A delicious Free-range chicken empanada with peppers. For an informal meal or as a snack. Here are the steps to make it:


    • The first thing to do is preparing the dough for the empanada. Put the flour on a worktop. Make a circle in the middle to pour a jet of oil, water, salt and yeast. Mix everything by kneading calmly until reaching a homogeneous and elastic dough with which you can work.
    • Once the dough is ready, make a ball and let it stand for 40 minutes.
    • The next thing to do is the garnishing for the empanada. Cut the onion in thin julienne strips and fry it in a pan. Once it is well cooked, add the chicken (previously diced in not-very-big chunks).
    • Now is the moment to spread out the dough by dividing it into two parts: the lower part and the cover or upper part.
    • The lower part has to be placed on an oven tray with special paper for baking. The paper can be basted a bit to avoid sticking. On this part, add the sauté of chicken and onion.
    • Slice the tomato and the peppers thinly and add them to the garnish too.
    • Place the upper part with the other dough part by pressing the crusts to seal it.

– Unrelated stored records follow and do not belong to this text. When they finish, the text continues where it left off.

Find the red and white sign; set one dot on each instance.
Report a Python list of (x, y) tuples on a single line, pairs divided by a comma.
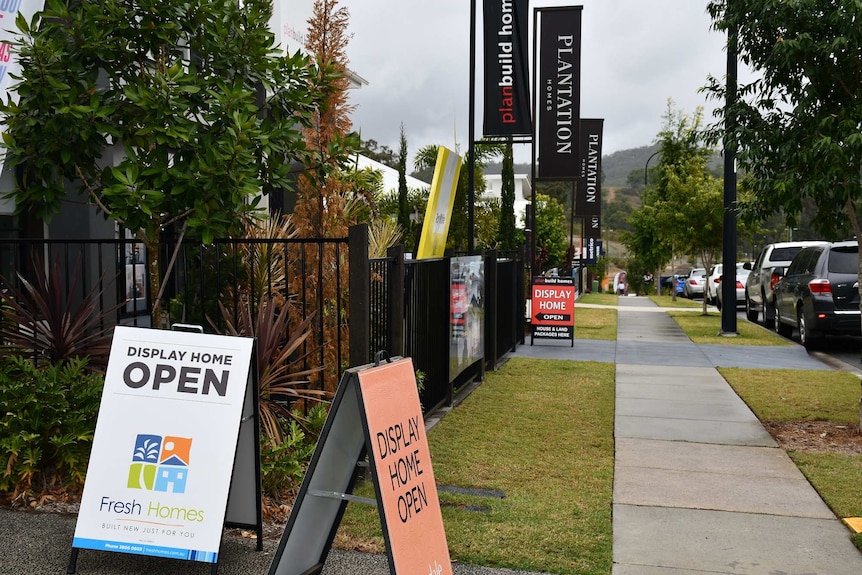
[(552, 308)]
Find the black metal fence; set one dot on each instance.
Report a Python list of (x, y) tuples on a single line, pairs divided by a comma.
[(211, 285), (412, 315), (401, 307)]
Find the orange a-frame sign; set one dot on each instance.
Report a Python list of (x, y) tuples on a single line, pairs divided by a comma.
[(401, 462), (376, 411)]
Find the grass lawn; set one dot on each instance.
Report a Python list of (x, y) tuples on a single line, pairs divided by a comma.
[(541, 432), (704, 329), (668, 301), (797, 395), (598, 299), (595, 323)]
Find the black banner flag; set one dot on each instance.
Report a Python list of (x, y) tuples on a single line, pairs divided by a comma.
[(588, 201), (559, 93), (507, 77)]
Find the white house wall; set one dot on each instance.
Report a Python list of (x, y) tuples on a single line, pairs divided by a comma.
[(523, 192)]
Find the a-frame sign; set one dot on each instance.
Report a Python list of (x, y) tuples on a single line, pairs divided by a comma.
[(376, 411), (175, 455)]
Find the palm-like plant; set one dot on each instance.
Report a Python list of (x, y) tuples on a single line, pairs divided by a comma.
[(42, 319), (282, 361)]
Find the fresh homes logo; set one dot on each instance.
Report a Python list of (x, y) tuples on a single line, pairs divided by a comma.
[(160, 464)]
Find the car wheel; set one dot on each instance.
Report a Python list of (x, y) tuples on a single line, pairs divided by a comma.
[(780, 327), (807, 336), (751, 314), (768, 312)]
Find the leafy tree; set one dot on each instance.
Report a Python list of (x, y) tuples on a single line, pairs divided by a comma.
[(506, 232), (328, 187), (190, 95), (797, 127), (324, 185), (379, 153), (551, 232), (680, 212), (693, 211), (487, 219)]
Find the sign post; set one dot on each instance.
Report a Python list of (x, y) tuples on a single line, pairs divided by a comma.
[(166, 444), (376, 411), (552, 309)]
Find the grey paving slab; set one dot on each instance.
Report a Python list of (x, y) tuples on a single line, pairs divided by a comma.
[(664, 373), (722, 542), (671, 429), (719, 491), (678, 391), (747, 461), (762, 357), (650, 570), (661, 353), (730, 409)]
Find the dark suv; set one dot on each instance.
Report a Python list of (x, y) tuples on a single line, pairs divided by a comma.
[(819, 293)]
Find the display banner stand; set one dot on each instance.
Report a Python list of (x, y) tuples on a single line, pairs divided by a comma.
[(376, 412), (175, 456), (552, 309)]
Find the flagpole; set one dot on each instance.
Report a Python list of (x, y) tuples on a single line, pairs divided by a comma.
[(471, 130)]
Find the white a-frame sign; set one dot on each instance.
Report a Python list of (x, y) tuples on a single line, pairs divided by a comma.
[(376, 411), (175, 455)]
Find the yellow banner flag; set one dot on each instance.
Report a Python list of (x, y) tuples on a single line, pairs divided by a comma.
[(438, 214)]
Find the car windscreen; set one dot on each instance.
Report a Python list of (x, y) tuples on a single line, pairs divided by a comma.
[(844, 260), (784, 254)]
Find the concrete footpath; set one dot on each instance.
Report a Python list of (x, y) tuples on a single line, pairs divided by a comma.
[(699, 485)]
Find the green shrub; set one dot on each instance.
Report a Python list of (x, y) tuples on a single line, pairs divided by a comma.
[(47, 425), (284, 460)]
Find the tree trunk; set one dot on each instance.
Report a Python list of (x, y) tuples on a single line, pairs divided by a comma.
[(854, 222)]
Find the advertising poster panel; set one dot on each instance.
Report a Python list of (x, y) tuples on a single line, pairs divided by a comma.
[(401, 461), (163, 452), (467, 326), (553, 308), (506, 72), (588, 201), (559, 93)]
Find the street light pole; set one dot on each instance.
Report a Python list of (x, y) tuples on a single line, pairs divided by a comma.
[(728, 252)]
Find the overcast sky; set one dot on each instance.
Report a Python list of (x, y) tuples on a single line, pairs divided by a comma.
[(635, 55)]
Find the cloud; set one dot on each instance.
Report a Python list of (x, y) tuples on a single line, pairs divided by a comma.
[(635, 55)]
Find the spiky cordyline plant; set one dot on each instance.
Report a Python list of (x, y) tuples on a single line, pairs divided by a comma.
[(41, 319), (282, 375)]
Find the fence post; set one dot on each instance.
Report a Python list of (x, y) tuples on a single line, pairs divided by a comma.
[(521, 323), (396, 300), (491, 310), (360, 295)]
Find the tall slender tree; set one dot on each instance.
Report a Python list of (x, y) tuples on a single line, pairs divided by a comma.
[(506, 234), (403, 205), (322, 186)]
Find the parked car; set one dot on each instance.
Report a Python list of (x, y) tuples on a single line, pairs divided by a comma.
[(758, 287), (819, 293), (694, 283), (742, 274), (713, 280)]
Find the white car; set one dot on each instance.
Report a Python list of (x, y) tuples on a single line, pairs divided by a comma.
[(694, 283), (741, 277), (713, 281)]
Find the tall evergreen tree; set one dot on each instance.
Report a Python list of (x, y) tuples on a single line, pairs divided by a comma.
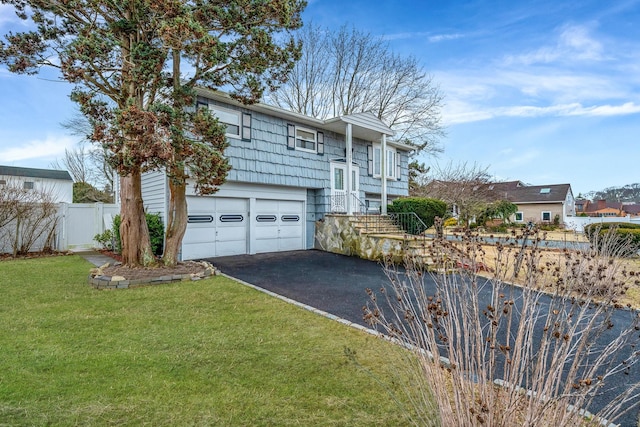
[(135, 65)]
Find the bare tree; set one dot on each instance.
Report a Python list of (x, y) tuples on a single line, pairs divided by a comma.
[(349, 71), (466, 189)]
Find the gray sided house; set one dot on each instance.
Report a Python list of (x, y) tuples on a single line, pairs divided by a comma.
[(288, 171)]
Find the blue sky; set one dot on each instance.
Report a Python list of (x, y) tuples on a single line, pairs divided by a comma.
[(546, 92)]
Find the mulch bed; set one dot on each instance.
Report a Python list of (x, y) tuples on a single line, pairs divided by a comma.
[(137, 273)]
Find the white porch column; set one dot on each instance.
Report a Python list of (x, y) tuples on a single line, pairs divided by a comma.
[(349, 161), (383, 175)]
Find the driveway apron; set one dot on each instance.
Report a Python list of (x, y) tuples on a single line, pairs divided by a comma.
[(329, 282), (337, 284)]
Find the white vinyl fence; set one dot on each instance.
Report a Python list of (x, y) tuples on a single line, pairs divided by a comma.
[(80, 222), (73, 228), (577, 223)]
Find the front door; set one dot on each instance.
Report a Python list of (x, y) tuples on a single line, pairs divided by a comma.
[(339, 187)]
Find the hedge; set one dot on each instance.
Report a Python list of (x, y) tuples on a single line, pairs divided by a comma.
[(628, 233)]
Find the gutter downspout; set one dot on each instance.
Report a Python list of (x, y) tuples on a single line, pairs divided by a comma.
[(349, 161), (383, 175)]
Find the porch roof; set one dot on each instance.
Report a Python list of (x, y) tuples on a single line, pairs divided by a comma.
[(365, 126)]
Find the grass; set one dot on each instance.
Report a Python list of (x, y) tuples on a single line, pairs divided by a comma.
[(211, 352)]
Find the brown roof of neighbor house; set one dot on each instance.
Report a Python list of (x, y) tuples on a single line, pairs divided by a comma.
[(35, 173), (539, 193), (633, 209)]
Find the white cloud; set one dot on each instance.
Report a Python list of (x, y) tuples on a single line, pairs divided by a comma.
[(444, 37), (49, 148), (467, 114), (420, 34), (574, 43)]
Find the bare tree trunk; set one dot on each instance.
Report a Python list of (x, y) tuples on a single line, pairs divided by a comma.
[(136, 246), (176, 223)]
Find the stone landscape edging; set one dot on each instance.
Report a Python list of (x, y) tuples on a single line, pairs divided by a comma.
[(103, 282)]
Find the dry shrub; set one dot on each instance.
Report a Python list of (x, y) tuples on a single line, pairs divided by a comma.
[(495, 354)]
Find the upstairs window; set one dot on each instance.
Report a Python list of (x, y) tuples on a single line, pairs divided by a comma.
[(238, 124), (303, 139), (392, 162)]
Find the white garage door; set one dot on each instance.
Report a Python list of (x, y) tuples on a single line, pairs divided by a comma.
[(279, 225), (216, 227)]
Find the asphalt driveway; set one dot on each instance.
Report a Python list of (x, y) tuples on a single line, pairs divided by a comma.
[(337, 283), (329, 282)]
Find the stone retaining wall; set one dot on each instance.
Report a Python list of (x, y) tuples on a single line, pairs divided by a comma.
[(101, 281), (337, 234)]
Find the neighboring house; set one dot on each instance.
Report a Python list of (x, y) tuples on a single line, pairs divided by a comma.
[(542, 203), (536, 203), (288, 171), (57, 183)]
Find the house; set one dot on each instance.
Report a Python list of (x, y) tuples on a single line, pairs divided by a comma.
[(288, 171), (58, 183), (541, 203)]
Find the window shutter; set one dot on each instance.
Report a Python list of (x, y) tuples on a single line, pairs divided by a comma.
[(246, 127), (291, 137), (320, 143)]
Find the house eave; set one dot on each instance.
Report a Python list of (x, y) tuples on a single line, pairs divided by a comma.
[(372, 132)]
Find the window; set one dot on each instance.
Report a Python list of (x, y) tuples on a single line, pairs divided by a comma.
[(238, 124), (377, 153), (338, 178), (392, 162), (304, 139)]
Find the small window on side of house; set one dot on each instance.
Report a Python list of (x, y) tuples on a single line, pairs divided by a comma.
[(232, 120)]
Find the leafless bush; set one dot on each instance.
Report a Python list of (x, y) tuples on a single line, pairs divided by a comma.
[(27, 217), (500, 355)]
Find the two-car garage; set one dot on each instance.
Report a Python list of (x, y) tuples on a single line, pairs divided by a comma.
[(264, 221)]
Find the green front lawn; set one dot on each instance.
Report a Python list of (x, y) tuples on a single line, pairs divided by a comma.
[(211, 352)]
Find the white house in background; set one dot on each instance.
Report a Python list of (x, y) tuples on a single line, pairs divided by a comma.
[(288, 171), (58, 183)]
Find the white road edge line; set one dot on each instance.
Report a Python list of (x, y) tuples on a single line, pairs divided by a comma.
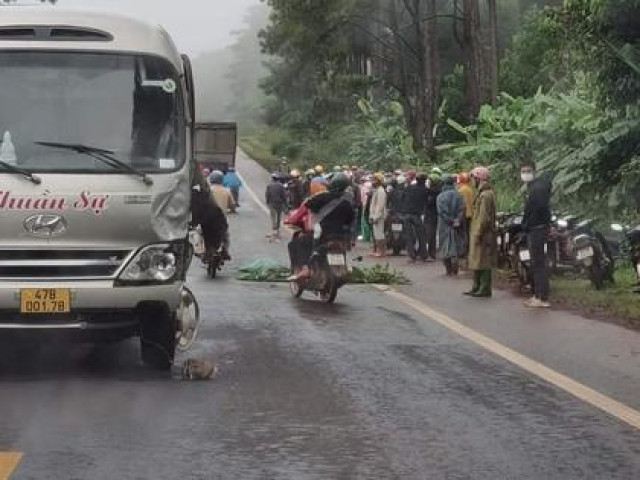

With a cooking brush, paint the empanada with the egg.
    • To end with, preheat the oven at 200º and after 15 minutes, put the empanada inside at 180º for 25-30 minutes. Take a careful look at the oven time since sometimes less time is needed.


Take the empanada from the oven and let it cool down. Serve it on a rigid cardboard tray with a white paper tablecloth, for example.